Wie legt man PSA richtig an?

Beispiele:

  • Atemschutzmasken und Atemschutzmasken sollten zuerst am Hinterkopf befestigt und dann auf dem Gesicht positioniert werden, um einen festen Sitz zu gewährleisten.
  • Beim Anlegen von Gummi- und Arbeitshandschuhen ist darauf zu achten, dass auch das Handgelenk bedeckt ist.
  • Schutzbrille und Visier sollten zuerst über die Augen gelegt und dann am Hinterkopf befestigt werden.

Ablegen von persönlicher Schutzausrüstung

Bei der sicheren Entfernung der PSA gilt es, kontaminierte Flächen entsprechend zu berücksichtigen.

Beispiele:

  • Atemschutzgeräte und -masken sollten auf der Rückseite gelöst und dann vom Gesicht abgezogen werden, um einen Kontakt zwischen dem Gesicht und der Vorderseite des Gerätes zu vermeiden.
  • Handschuhe: Der erste sollte vom Körper weggeschält werden, indem man den Handballenbereich greift und zieht.
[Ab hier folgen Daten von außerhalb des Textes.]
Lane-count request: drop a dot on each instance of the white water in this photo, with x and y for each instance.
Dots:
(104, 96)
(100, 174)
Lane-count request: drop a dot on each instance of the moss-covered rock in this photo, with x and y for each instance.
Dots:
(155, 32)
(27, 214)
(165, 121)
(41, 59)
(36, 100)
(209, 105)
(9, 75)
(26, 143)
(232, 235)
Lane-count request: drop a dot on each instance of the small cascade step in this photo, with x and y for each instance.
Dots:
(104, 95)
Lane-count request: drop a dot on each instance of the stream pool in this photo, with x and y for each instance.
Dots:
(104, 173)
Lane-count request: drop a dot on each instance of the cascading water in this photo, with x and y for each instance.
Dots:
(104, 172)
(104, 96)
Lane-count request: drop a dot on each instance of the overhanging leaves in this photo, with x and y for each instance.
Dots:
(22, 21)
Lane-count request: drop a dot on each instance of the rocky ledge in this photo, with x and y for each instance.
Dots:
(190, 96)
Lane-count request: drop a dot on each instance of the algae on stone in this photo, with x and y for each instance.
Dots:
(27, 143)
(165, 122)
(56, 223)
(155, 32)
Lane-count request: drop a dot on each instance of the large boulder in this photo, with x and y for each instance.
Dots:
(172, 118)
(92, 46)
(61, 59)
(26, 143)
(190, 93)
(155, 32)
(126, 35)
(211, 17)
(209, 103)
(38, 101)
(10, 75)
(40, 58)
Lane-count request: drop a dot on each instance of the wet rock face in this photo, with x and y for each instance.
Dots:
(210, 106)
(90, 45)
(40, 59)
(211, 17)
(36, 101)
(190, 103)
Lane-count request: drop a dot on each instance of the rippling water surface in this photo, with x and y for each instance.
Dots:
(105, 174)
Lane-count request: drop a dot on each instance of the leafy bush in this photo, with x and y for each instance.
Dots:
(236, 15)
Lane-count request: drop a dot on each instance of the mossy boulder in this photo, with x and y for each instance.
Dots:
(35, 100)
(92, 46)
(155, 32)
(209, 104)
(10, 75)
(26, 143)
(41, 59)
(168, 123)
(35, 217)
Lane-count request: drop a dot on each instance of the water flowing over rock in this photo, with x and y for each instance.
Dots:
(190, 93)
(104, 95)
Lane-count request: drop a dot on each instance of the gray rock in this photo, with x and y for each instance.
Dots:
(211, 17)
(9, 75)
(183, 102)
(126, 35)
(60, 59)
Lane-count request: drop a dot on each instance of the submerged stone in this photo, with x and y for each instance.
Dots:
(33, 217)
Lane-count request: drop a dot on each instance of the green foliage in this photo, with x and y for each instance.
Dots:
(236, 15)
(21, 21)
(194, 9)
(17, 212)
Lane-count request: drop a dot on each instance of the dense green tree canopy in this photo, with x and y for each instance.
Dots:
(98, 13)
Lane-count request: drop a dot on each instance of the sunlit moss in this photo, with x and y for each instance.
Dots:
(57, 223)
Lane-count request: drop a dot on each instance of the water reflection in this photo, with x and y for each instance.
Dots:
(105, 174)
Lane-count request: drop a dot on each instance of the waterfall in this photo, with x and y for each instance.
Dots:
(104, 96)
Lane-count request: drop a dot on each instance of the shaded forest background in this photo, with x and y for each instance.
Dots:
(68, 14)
Ziehen Sie den zweiten Handschuh aus, indem Sie einen Finger unter die Kante über Ihr Handgelenk legen und nach vorne drücken.
  • Entfernen Sie Schutzbrille und Visier, indem Sie sie hinten lösen oder entriegeln und nach vorne schieben, weg von Ihrem Gesicht.

Sollten Ihre Hände beim Entfernen der PSA mit Verunreinigungen in Berührung kommen, waschen Sie sie schnell mit einem geeigneten Reinigungsmittel.

Was sollten Sie tun, wenn Ihre PSA beschädigt ist?

Jegliche Beschädigung der PSA sollte unverzüglich dem Vorgesetzten gemeldet und ersetzt werden.

Wie man PSA richtig entsorgt

Einweg-PSA ist wahrscheinlich nach kurzer Zeit kontaminiert. Entsorgen Sie es in dafür vorgesehenen, ordnungsgemäss verschlossenen Abfallbehältern.